Like Returning Officers and political parties around the country, the Electoral Commission is now busy preparing for European Parliamentary elections on Thursday 23 May.
For those involved in running the elections the main issues are the usual practical ones, complicated in this case by the late notice, and the short gap between this poll and local elections on 2 May: can I book polling stations at such a late stage, and find staff to run them? Across the UK that means about 50,000 polling stations and two hundred thousand staff. Can local printers do the necessary in time, including sourcing the paper, to produce ballots and postal votes? That means literally millions of pieces of paper. Can I send out postal vote papers quickly enough to allow them to be returned before polling day, particularly for those overseas? How do I ensure that EU citizens in my constituency are properly able to choose where they vote?

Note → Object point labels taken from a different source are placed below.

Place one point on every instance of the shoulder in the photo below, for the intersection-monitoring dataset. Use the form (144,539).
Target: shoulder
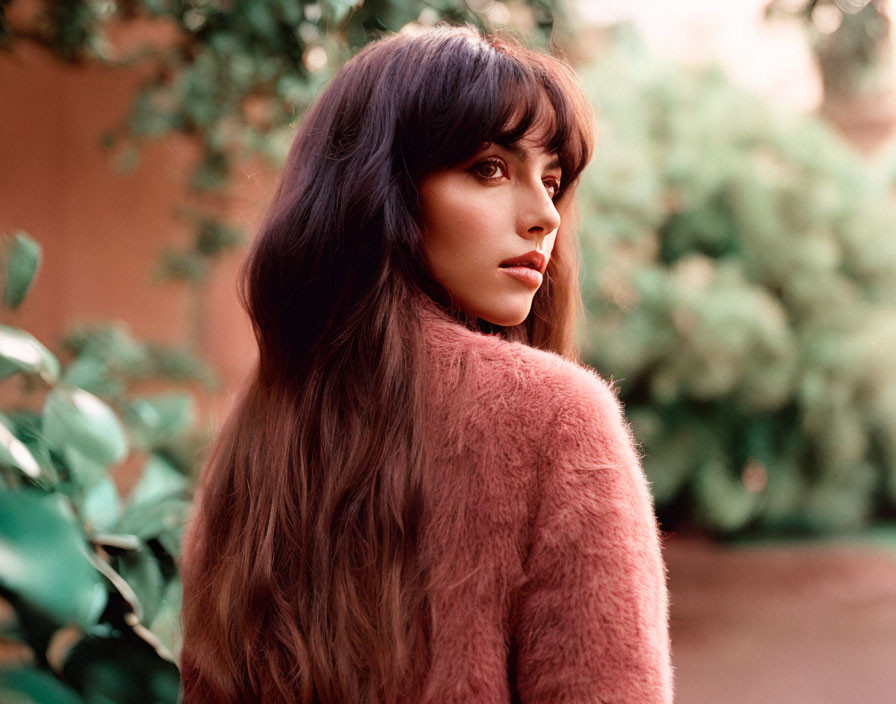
(545,395)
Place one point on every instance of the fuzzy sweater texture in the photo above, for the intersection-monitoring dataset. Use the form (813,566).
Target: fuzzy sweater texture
(543,529)
(540,533)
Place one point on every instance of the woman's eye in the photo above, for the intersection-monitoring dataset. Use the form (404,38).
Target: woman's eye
(490,170)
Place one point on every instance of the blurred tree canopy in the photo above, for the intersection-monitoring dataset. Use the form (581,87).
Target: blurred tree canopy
(741,283)
(850,40)
(235,75)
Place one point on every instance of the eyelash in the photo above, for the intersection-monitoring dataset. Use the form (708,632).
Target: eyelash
(493,161)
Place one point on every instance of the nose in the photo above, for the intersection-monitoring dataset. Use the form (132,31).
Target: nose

At the Commission, we have had contingency plans in place for some time, on the basis that these elections were legally required until we actually left the EU. Our guidance for elections staff, parties and other campaigners was ready to go. We are running our usual pre-poll campaign to encourage anyone not already registered to vote to do so by the deadline of 7 May.

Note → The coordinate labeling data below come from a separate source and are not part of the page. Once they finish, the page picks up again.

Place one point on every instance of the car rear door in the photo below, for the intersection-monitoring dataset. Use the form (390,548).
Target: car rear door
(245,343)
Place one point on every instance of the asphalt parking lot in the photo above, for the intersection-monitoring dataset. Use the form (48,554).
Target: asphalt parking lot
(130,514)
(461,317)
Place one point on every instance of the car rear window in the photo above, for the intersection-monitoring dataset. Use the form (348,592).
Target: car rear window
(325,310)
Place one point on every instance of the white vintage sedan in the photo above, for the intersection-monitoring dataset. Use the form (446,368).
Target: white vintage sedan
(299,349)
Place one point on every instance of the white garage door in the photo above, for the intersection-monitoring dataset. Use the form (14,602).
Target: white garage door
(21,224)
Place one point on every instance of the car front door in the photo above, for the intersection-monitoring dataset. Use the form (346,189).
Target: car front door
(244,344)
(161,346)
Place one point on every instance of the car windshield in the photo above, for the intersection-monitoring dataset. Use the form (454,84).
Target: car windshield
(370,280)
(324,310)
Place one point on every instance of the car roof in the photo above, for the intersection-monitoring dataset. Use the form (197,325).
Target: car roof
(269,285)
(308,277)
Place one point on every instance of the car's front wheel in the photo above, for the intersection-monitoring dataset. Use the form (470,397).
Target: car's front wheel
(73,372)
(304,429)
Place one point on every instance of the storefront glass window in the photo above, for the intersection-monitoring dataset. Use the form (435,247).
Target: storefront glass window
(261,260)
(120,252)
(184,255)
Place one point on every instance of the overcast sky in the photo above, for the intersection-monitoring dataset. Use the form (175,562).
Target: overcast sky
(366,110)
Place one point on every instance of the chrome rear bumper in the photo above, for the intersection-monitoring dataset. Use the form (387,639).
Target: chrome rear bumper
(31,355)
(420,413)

So far, so normal. But this is of course far from a normal situation. The government has said it does not want these elections to happen. If the Brexit withdrawal agreement is agreed by Parliament by 22 May, they say the elections could be cancelled, even at the eleventh hour.
I have no more idea than anyone else how likely this is. But in any case the election process must go full speed ahead in the meantime, to make sure everything is ready to allow people to express their right to vote.

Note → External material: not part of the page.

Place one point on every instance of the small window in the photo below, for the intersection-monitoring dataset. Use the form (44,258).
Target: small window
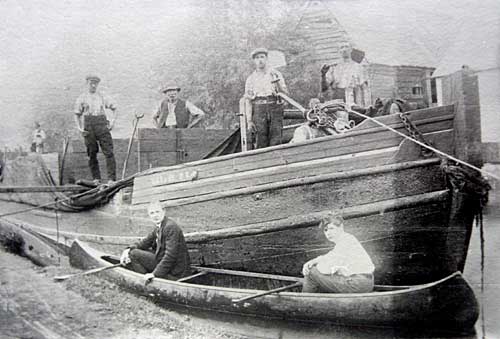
(433,91)
(417,90)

This is an unprecedented level of uncertainty in a mature democracy. Voters can be forgiven for being confused. Even if the elections go ahead as currently planned, no-one can tell whether those elected will take their seats or, if so, for how long.
There are bound to be questions about the impact on voters, now and in future, when a significant electoral process is in such doubt, especially when its value is being openly questioned by the Government itself. This follows already serious concerns about public confidence in our current political processes that have been highlighted by the Hansard Society.
We will need to come back to these issues once the elections are behind us, one way or another. Meanwhile, it is clear that emotions surrounding these elections may run high, on both sides of the Brexit divide. There is therefore a huge responsibility on all concerned – government, parties, campaigners and media alike – to make sure that these elections are conducted in a properly democratic way. That means mutually respectful electoral debate, however robust the arguments, and a determination on all sides to avoid any kind of provocation or incitement to undemocratic methods.
We will also of course be regulating the campaigns to ensure that all concerned are playing by the financial rules, on both donations and spending. And we will be working hard to ensure, along with bodies such as the Information Commissioner’s Office, that the unprecedented opportunities to reach voters through digital means are not being abused.
Transparency is the key. Voters must be able to make up their minds freely, and in full knowledge of who is targeting them and how, without their personal data being misused.
The European elections are a difficult test for everyone at a challenging political time for our country. It is vital that our democratic institutions and traditions come through intact.